Advisers should ‘call out’ misalignment in investment markets
Advisers all have financial benefit from promoting investments through an advice fee, or percentage of FUM. This is not a value judgement, simply a statement of how this industry and many others work. No one has come up with an alternative model that can balance all the conflicting requirements. Yet, as we know, there will be a proportion that take advantage of circumstances to overwork the system to their benefit.
Todays’ IPO market, at around double the run rate as proportion of market capitalisation compared to the past 20 years, with the US SPAC (special purpose acquisition company) phenomenon a prime example, shouts “vested interest.” Listing while the ducks are quacking and fixated on returns within days makes sense for any investment sponsor.
It does not take much imagination on why so many managers took to LICs a couple of years back. Imbedded, unmovable capital commonly linked in with a multi-year management agreement sold by brokers for a fee. How good is that?
When does an equity manager state that the market valuation is excessive? A few might, but they don’t suggest redeeming units, rather they can step above their role within the asset class and increase cash weights; in a recent infamous case, to 50%. Naturally, the fees (and in the example, at the higher end) apply to that cash drag as well. If cash is the best alternative, which few if any would now claim, an investor can do that without the fund charge.
Then there are the different fund classes with exactly the same strategy, but no surprise, different fees. Surely there is no reason beyond self-interest to avoid shifting investors into a lower-cost vehicle? The perennial issue of fund size inevitably has some inventive ways to increase capacity notwithstanding a dogmatic opinion on limitations prior to reaching that notional level.

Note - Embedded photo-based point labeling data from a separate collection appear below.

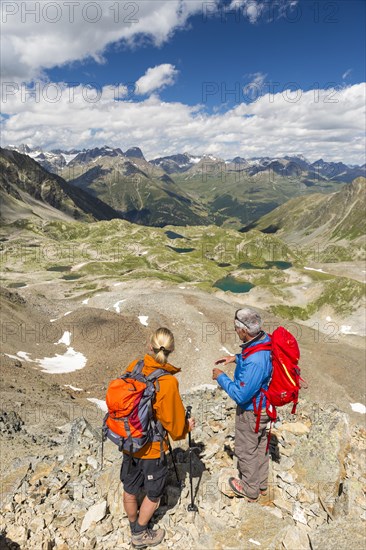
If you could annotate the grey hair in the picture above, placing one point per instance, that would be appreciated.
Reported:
(249, 319)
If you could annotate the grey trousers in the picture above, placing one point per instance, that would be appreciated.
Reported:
(250, 449)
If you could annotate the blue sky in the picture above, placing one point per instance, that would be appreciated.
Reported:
(181, 66)
(314, 46)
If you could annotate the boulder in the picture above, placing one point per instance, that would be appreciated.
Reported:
(94, 514)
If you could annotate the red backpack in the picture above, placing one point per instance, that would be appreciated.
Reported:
(285, 381)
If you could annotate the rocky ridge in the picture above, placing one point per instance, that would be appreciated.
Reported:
(316, 493)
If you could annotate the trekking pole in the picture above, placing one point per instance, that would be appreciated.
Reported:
(174, 464)
(191, 507)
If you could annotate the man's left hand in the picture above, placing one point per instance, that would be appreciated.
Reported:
(216, 373)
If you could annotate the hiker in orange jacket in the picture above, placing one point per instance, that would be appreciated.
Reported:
(148, 468)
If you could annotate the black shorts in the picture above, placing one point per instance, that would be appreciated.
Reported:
(144, 473)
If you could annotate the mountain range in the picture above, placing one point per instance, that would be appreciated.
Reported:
(57, 159)
(184, 189)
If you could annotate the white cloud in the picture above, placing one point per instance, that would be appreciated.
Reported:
(318, 123)
(156, 78)
(39, 35)
(346, 74)
(254, 88)
(262, 10)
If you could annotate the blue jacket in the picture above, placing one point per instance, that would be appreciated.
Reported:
(250, 376)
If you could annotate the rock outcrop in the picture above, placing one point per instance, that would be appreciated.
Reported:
(316, 495)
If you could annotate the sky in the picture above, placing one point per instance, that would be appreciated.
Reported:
(230, 78)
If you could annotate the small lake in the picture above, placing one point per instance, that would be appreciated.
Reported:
(181, 250)
(173, 235)
(233, 285)
(59, 268)
(269, 265)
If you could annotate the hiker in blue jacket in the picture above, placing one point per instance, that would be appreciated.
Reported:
(251, 374)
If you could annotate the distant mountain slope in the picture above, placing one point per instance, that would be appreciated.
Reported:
(340, 215)
(28, 190)
(185, 189)
(145, 193)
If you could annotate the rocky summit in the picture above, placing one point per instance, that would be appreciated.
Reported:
(316, 496)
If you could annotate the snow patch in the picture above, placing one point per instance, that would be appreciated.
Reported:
(313, 269)
(99, 403)
(358, 407)
(65, 339)
(226, 351)
(68, 158)
(116, 305)
(347, 329)
(143, 319)
(68, 362)
(24, 355)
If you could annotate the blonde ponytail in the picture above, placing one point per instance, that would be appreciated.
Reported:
(162, 342)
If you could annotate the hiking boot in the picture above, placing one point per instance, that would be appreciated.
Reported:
(148, 538)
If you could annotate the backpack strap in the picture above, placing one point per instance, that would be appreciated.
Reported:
(137, 370)
(266, 346)
(156, 424)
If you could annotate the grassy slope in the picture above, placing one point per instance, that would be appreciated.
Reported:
(119, 250)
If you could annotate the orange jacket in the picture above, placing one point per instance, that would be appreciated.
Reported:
(168, 406)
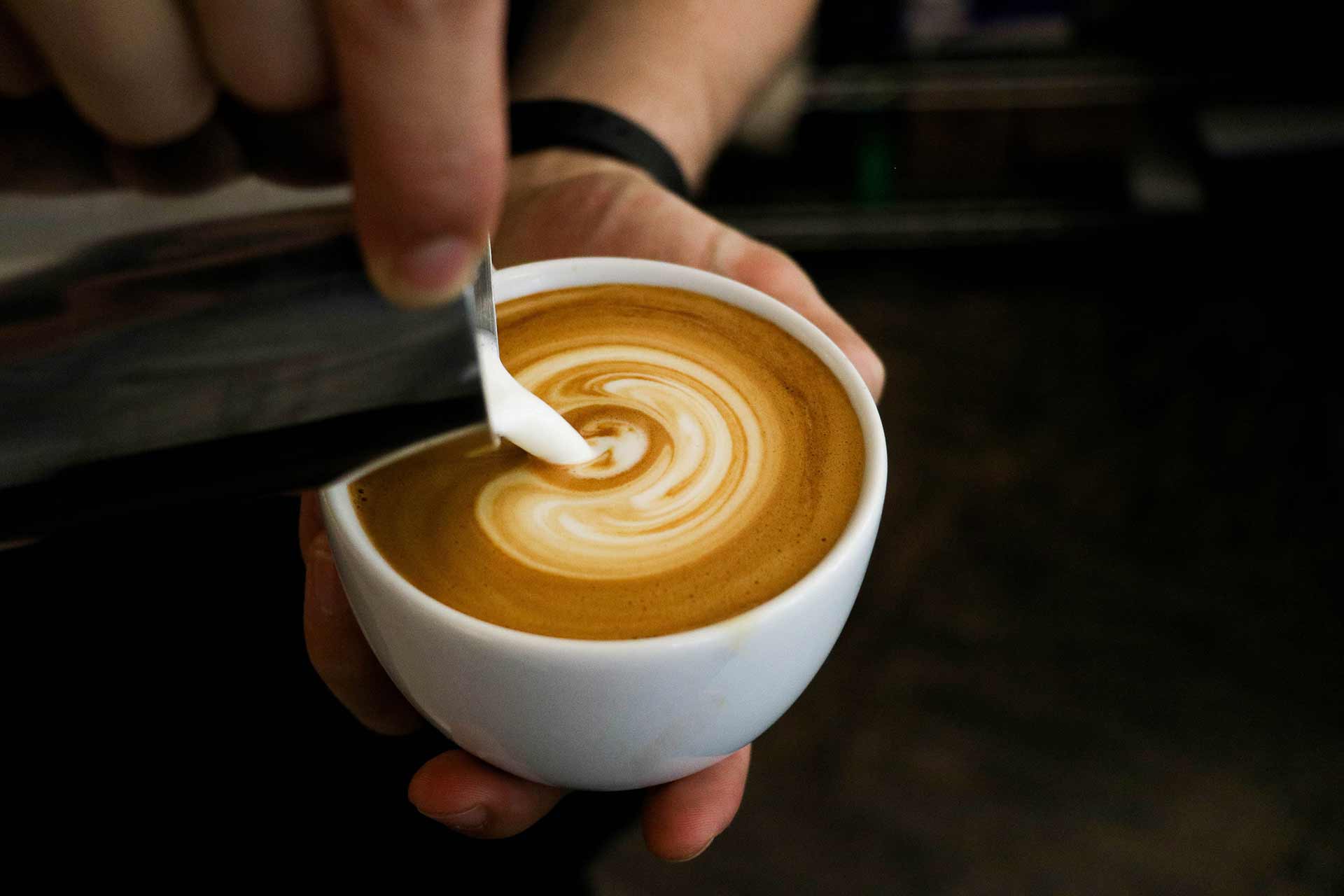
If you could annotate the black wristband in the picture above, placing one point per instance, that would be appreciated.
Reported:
(542, 124)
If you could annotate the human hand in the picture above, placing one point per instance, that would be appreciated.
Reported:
(420, 88)
(561, 204)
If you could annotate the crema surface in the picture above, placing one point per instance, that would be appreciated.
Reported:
(729, 464)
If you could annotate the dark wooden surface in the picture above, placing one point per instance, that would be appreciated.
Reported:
(1098, 647)
(1097, 650)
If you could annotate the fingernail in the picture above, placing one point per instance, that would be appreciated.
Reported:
(321, 567)
(465, 822)
(432, 272)
(696, 853)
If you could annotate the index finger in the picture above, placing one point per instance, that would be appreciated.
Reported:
(422, 89)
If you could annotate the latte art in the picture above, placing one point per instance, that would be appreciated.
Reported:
(683, 466)
(727, 464)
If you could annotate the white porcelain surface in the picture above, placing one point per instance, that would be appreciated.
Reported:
(615, 715)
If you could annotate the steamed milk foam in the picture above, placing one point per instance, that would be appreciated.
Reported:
(727, 463)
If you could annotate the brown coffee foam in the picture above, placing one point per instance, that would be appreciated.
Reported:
(750, 470)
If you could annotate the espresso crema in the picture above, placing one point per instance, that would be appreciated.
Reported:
(729, 463)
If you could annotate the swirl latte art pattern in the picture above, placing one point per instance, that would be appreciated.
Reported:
(729, 461)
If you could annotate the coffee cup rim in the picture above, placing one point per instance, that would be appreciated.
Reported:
(545, 276)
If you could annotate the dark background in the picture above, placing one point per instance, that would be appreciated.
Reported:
(1098, 648)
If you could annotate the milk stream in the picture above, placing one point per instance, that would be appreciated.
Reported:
(524, 419)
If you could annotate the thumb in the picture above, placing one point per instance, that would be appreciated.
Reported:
(422, 90)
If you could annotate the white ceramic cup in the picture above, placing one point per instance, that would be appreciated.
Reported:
(616, 715)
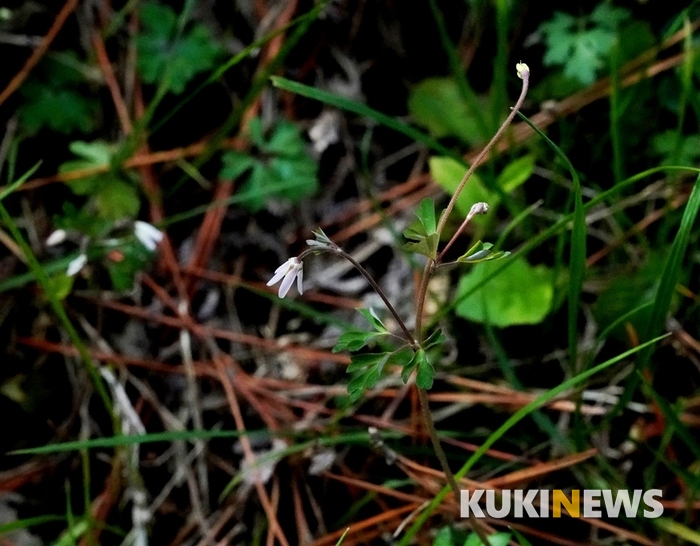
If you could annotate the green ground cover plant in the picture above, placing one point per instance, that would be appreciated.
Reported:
(300, 272)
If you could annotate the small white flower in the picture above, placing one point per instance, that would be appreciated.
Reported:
(478, 208)
(522, 70)
(147, 234)
(56, 238)
(76, 265)
(286, 273)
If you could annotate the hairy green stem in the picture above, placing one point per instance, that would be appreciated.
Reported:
(440, 453)
(378, 290)
(482, 154)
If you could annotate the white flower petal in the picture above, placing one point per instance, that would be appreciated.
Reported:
(286, 283)
(76, 265)
(277, 277)
(300, 278)
(149, 235)
(57, 237)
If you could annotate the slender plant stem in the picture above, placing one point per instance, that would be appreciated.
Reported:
(378, 290)
(440, 453)
(422, 294)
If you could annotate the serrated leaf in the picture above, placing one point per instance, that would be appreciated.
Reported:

An oft-claimed positive in judging a fund is if the management team has its own money in the fund. Logic suggests they would, but to what extent and with how much influence? A sensible portfolio would not be made up of a single fund in one asset class, why therefore should the manager hold the bulk of its capital in its own fund? Additionally, smaller funds may skew their investments towards their personal risk/return rather than to its purpose in a multi-asset portfolio.
Pure scams are mostly Ponzi schemes but there are a host of others that come close. The bulk lies with a promise of low risk and high returns that make no sense. An iteration is the headline name of the fund, “absolute return,”when there is evidence of no such thing and more recently, “ethical” or “sustainable,” with only the thinnest veneer of a screen.
The pity is that this kind of distasteful behaviour taints the bulk that work hard to serve their investor base. Advisers would do well to call out when there is a misalignment in marketing and reality rather than let it go through to the ‘keeper. Â Grumbling behind the scenes does nothing to improve the credibility of the sector.